|
Submitted by Assigned_Reviewer_1
Q1: Comments to author(s). First provide a summary of the paper, and then address the following criteria: Quality, clarity, originality and significance. (For detailed reviewing guidelines, see http://nips.cc/PaperInformation/ReviewerInstructions)
The paper presents novel finite sample convergence bounds for random Fourier feature kernel approximations.
In particular shows an optimal O(log(|S|) / \sqrt{m}) uniform convergence bound, this improves upon the previously known bound O(|S| \sqrt{\log(m)/m}).
In particular, the dependence on the data diameter is significantly improved, and allows for the diameter to grow aggressively with m, while still maintaining convergence.
The authors also present bounds in terms of L_p norms, and analogous bounds on approximate kernel derivatives (where special care is required due to non-boundedness).

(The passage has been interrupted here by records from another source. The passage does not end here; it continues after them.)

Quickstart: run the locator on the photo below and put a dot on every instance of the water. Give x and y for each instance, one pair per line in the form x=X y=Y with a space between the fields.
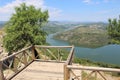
x=107 y=54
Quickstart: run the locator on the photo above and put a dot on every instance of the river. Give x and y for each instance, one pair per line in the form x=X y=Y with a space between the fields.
x=107 y=54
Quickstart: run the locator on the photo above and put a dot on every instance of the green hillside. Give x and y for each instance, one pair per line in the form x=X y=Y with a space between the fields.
x=85 y=36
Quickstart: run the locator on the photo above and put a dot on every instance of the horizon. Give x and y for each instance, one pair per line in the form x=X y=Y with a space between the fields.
x=67 y=10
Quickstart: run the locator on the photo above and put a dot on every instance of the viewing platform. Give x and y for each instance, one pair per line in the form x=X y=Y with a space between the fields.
x=50 y=63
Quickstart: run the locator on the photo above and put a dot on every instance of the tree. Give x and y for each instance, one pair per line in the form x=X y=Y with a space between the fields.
x=24 y=28
x=114 y=30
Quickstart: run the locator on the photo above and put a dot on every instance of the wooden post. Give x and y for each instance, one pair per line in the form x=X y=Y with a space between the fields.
x=33 y=53
x=1 y=71
x=25 y=58
x=95 y=75
x=66 y=72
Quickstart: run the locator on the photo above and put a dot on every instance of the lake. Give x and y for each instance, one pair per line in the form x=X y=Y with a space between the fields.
x=107 y=54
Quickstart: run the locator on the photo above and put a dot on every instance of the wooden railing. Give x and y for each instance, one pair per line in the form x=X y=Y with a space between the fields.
x=68 y=62
x=86 y=72
x=92 y=73
x=15 y=63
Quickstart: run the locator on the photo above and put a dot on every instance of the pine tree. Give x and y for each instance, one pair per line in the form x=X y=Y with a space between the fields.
x=24 y=28
x=114 y=30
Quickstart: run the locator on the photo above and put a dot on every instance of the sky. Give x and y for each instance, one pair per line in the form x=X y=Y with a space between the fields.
x=67 y=10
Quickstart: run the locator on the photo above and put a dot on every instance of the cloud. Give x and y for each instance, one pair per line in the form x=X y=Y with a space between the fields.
x=7 y=10
x=87 y=1
x=95 y=1
x=106 y=1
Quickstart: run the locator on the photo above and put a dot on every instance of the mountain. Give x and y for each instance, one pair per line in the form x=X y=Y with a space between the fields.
x=57 y=26
x=2 y=23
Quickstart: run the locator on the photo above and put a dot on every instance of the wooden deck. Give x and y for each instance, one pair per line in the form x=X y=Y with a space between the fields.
x=42 y=71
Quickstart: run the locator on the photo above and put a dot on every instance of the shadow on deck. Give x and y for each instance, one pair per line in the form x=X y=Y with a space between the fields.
x=49 y=63
x=42 y=71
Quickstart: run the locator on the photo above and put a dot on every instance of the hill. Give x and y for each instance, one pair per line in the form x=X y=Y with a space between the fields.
x=58 y=26
x=86 y=36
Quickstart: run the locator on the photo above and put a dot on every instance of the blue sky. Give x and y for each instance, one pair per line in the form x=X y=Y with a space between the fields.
x=67 y=10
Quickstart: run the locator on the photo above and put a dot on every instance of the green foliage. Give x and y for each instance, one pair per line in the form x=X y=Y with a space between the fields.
x=24 y=28
x=114 y=30
x=87 y=62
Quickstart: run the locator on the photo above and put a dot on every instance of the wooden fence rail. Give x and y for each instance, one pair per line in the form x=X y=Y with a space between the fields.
x=94 y=70
x=11 y=65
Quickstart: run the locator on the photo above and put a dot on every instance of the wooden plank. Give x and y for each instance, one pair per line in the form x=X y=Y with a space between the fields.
x=93 y=68
x=69 y=59
x=1 y=71
x=12 y=55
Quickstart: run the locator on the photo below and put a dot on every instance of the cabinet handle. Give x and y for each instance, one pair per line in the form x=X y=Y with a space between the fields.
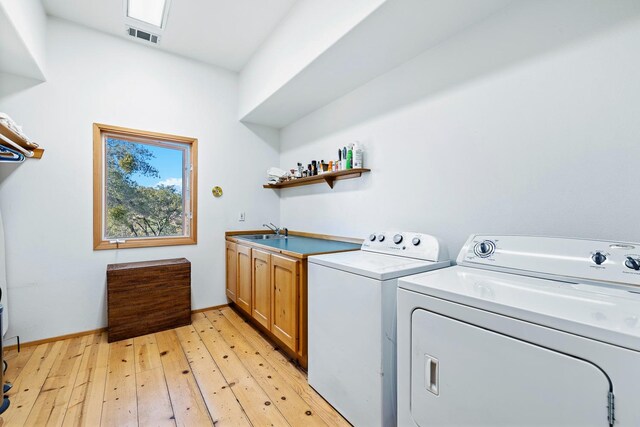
x=431 y=374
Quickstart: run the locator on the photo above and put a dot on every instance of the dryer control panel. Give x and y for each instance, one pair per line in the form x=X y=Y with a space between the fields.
x=573 y=260
x=407 y=244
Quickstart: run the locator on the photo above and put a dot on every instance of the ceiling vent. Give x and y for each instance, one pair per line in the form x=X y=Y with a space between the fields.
x=143 y=35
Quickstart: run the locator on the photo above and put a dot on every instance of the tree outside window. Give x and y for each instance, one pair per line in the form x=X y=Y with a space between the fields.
x=145 y=189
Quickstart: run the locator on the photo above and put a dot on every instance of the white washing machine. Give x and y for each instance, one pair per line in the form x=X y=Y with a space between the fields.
x=524 y=331
x=352 y=329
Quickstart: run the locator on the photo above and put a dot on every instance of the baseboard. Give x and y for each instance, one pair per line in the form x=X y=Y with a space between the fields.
x=93 y=331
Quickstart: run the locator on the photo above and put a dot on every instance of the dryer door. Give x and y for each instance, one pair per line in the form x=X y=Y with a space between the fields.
x=463 y=375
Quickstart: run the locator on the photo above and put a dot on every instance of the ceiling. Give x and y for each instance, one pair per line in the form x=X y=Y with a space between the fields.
x=219 y=32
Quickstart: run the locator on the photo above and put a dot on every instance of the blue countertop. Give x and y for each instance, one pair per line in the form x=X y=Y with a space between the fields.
x=303 y=245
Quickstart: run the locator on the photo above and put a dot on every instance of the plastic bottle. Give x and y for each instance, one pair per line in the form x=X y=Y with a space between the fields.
x=358 y=156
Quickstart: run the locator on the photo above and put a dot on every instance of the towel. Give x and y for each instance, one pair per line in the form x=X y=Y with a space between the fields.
x=15 y=128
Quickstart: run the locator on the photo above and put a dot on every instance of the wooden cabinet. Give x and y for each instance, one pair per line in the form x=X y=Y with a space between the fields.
x=270 y=287
x=284 y=299
x=261 y=287
x=243 y=278
x=232 y=270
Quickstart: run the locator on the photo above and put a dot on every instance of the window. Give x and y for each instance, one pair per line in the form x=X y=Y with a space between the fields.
x=144 y=190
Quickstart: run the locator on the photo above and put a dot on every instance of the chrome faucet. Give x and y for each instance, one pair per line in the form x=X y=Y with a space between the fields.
x=271 y=226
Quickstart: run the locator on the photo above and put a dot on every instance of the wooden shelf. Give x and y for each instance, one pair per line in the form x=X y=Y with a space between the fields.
x=328 y=177
x=37 y=152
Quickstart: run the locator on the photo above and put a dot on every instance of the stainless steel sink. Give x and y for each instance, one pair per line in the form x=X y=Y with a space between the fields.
x=263 y=236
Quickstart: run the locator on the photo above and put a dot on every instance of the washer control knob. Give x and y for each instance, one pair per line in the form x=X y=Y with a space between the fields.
x=484 y=249
x=632 y=263
x=599 y=258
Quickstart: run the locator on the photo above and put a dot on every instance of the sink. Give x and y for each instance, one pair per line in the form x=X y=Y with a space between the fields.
x=262 y=236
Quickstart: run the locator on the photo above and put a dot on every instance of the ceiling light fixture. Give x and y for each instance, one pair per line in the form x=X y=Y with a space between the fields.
x=152 y=12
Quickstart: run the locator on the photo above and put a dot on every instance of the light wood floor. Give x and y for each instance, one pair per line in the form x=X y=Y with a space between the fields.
x=218 y=371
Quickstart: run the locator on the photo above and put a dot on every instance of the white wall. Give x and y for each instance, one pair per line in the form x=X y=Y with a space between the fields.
x=22 y=38
x=545 y=143
x=307 y=30
x=56 y=281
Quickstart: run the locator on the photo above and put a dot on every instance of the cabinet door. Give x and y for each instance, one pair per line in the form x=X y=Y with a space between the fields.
x=261 y=307
x=284 y=279
x=231 y=270
x=243 y=284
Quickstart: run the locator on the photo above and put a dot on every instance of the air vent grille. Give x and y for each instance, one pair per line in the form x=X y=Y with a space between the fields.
x=143 y=35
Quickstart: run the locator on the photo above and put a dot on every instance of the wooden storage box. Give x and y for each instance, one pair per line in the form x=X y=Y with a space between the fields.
x=147 y=297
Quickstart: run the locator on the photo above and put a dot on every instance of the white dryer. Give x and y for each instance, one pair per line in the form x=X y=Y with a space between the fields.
x=524 y=331
x=352 y=326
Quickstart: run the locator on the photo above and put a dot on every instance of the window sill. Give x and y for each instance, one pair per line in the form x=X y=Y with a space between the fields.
x=145 y=243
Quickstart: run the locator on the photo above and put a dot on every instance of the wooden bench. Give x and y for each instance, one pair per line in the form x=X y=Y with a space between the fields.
x=147 y=297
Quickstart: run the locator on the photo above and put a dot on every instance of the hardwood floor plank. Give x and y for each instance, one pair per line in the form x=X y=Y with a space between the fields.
x=27 y=386
x=51 y=405
x=16 y=362
x=252 y=397
x=293 y=375
x=120 y=406
x=196 y=375
x=188 y=405
x=292 y=406
x=223 y=406
x=85 y=405
x=154 y=404
x=147 y=354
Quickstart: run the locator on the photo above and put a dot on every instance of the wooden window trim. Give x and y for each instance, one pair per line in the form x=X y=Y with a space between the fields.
x=98 y=209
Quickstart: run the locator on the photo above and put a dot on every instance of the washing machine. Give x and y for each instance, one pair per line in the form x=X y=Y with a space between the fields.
x=524 y=331
x=351 y=321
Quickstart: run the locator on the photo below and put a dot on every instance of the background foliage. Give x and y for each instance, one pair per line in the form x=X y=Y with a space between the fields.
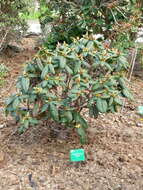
x=11 y=24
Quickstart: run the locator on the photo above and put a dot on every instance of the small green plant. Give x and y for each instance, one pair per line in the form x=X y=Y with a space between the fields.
x=3 y=73
x=57 y=85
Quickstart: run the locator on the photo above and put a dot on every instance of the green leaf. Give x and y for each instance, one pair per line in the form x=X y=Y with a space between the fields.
x=102 y=105
x=35 y=109
x=77 y=67
x=9 y=100
x=39 y=63
x=54 y=112
x=51 y=68
x=90 y=44
x=45 y=72
x=96 y=86
x=127 y=94
x=16 y=103
x=79 y=119
x=44 y=108
x=68 y=115
x=68 y=69
x=25 y=82
x=111 y=101
x=62 y=61
x=93 y=111
x=122 y=83
x=117 y=100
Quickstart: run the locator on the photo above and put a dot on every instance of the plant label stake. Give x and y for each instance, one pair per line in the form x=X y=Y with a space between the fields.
x=140 y=110
x=77 y=155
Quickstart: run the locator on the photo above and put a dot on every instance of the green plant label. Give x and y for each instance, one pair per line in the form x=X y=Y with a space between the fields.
x=77 y=155
x=140 y=110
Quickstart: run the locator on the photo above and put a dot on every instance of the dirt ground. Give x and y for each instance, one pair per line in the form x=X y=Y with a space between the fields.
x=35 y=161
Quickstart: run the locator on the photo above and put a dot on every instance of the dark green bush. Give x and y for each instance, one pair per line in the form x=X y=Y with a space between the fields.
x=117 y=20
x=57 y=85
x=12 y=25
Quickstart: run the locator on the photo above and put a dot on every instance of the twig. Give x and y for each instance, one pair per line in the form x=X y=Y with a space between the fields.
x=133 y=59
x=3 y=39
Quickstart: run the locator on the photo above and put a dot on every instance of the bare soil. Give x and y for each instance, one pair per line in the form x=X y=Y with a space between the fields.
x=36 y=161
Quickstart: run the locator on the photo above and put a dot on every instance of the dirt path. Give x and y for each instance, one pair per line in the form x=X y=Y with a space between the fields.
x=114 y=154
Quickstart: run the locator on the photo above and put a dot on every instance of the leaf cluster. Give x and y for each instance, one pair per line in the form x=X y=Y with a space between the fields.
x=57 y=85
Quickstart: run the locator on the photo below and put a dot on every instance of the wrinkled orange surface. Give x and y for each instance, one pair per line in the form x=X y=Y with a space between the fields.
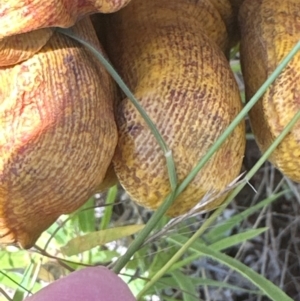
x=57 y=134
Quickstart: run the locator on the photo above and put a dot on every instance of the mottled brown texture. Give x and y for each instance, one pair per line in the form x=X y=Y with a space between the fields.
x=57 y=134
x=270 y=29
x=168 y=54
x=24 y=25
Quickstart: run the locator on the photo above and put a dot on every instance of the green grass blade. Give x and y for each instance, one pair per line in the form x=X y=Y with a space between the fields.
x=236 y=239
x=110 y=199
x=215 y=215
x=238 y=119
x=91 y=240
x=168 y=282
x=222 y=244
x=86 y=216
x=19 y=293
x=186 y=286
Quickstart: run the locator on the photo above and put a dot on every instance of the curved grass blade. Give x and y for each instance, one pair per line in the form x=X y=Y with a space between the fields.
x=214 y=216
x=110 y=199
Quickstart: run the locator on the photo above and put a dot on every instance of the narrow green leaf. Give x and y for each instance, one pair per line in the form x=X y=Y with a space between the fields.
x=169 y=282
x=221 y=244
x=86 y=242
x=271 y=290
x=86 y=216
x=187 y=287
x=19 y=293
x=110 y=199
x=14 y=260
x=236 y=239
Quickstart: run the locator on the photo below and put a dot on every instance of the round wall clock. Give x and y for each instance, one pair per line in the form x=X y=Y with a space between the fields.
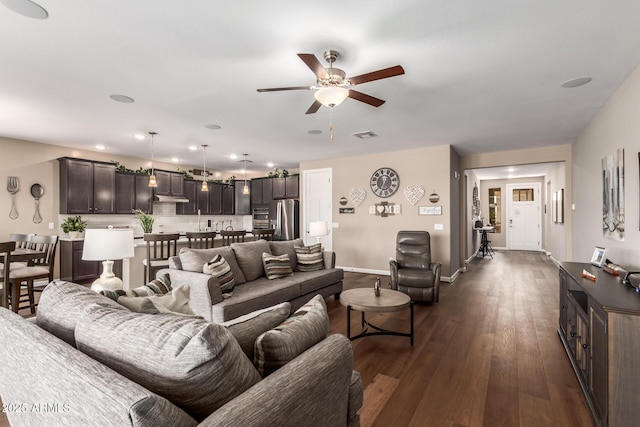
x=385 y=182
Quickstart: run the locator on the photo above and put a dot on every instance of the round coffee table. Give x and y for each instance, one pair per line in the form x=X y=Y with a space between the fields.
x=365 y=301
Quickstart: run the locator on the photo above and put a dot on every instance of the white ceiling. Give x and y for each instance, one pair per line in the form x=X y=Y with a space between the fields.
x=482 y=76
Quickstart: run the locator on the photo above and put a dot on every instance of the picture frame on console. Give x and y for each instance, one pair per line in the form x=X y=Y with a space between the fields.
x=598 y=257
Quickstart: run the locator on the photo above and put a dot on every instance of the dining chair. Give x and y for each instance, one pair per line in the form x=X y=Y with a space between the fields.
x=160 y=247
x=200 y=239
x=22 y=242
x=264 y=234
x=40 y=268
x=232 y=236
x=5 y=252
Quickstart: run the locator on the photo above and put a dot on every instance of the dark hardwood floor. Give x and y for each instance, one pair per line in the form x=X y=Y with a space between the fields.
x=487 y=354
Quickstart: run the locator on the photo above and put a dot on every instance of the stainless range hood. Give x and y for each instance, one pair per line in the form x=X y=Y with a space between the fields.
x=170 y=199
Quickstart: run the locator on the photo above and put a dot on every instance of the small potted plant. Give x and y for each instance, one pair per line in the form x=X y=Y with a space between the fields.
x=73 y=226
x=146 y=220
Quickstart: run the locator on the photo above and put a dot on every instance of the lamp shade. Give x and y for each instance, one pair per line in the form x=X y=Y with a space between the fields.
x=318 y=228
x=331 y=96
x=102 y=244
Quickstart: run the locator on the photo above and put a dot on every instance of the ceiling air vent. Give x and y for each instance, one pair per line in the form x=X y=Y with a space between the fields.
x=365 y=134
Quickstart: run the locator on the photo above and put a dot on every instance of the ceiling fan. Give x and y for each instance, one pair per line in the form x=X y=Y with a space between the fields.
x=333 y=85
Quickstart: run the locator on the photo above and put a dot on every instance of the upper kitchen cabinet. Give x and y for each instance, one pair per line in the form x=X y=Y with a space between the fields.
x=286 y=188
x=86 y=186
x=169 y=183
x=133 y=192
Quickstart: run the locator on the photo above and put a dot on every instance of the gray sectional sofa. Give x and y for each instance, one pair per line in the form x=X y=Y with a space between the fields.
x=88 y=361
x=253 y=290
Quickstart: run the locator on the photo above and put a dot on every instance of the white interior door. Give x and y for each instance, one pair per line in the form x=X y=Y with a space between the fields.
x=316 y=203
x=523 y=210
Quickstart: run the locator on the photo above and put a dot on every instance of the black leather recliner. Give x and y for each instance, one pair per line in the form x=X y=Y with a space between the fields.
x=412 y=272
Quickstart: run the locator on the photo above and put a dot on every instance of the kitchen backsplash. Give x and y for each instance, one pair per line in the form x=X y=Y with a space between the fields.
x=166 y=221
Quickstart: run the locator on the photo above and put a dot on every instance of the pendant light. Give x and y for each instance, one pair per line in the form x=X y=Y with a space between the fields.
x=245 y=188
x=152 y=177
x=204 y=187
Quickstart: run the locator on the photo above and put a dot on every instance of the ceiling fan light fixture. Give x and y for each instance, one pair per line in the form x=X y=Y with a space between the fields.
x=331 y=96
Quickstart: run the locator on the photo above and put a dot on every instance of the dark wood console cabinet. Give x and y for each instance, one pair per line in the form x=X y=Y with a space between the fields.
x=599 y=326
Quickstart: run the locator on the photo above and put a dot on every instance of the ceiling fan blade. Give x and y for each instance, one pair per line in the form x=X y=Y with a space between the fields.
x=275 y=89
x=314 y=107
x=315 y=65
x=367 y=99
x=377 y=75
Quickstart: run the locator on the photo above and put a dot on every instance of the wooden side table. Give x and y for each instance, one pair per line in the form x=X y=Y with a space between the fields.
x=365 y=301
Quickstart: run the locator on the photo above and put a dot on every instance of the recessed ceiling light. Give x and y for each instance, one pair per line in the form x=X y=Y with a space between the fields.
x=121 y=98
x=576 y=82
x=26 y=8
x=365 y=134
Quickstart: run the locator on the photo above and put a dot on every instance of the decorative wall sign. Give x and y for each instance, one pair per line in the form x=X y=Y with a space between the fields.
x=384 y=209
x=613 y=196
x=430 y=210
x=357 y=195
x=414 y=193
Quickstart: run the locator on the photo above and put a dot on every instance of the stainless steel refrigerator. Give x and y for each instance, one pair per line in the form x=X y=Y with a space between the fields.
x=287 y=222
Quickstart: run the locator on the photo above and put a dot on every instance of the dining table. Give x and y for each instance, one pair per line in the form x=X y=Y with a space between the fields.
x=19 y=255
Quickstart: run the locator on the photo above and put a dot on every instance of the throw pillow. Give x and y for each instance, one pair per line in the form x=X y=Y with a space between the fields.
x=310 y=258
x=158 y=286
x=245 y=329
x=195 y=364
x=219 y=268
x=302 y=330
x=249 y=256
x=176 y=301
x=276 y=266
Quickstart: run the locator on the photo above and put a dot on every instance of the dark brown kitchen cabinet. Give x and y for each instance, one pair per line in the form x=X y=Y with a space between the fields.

Overall the paper is well written and the presented bounds are well discussed and compared.
Q2: Please summarize your review in 1-2 sentences
The paper presents novel finite sample convergence bounds for random Fourier feature kernel approximations.
In particular shows an optimal O(log(|S|) / \sqrt{m}) uniform convergence bound, this improves upon the previously known bound O(|S| \sqrt{\log(m)/m}).
The paper also presents bounds in terms of general L_p norms and bounds on the approximation of the kernel derivatives. The results are well presented, discussed and compared.
Overall, I view the paper as a significant contribution.
Submitted by Assigned_Reviewer_2
Q1: Comments to author(s). First provide a summary of the paper, and then address the following criteria: Quality, clarity, originality and significance. (For detailed reviewing guidelines, see http://nips.cc/PaperInformation/ReviewerInstructions)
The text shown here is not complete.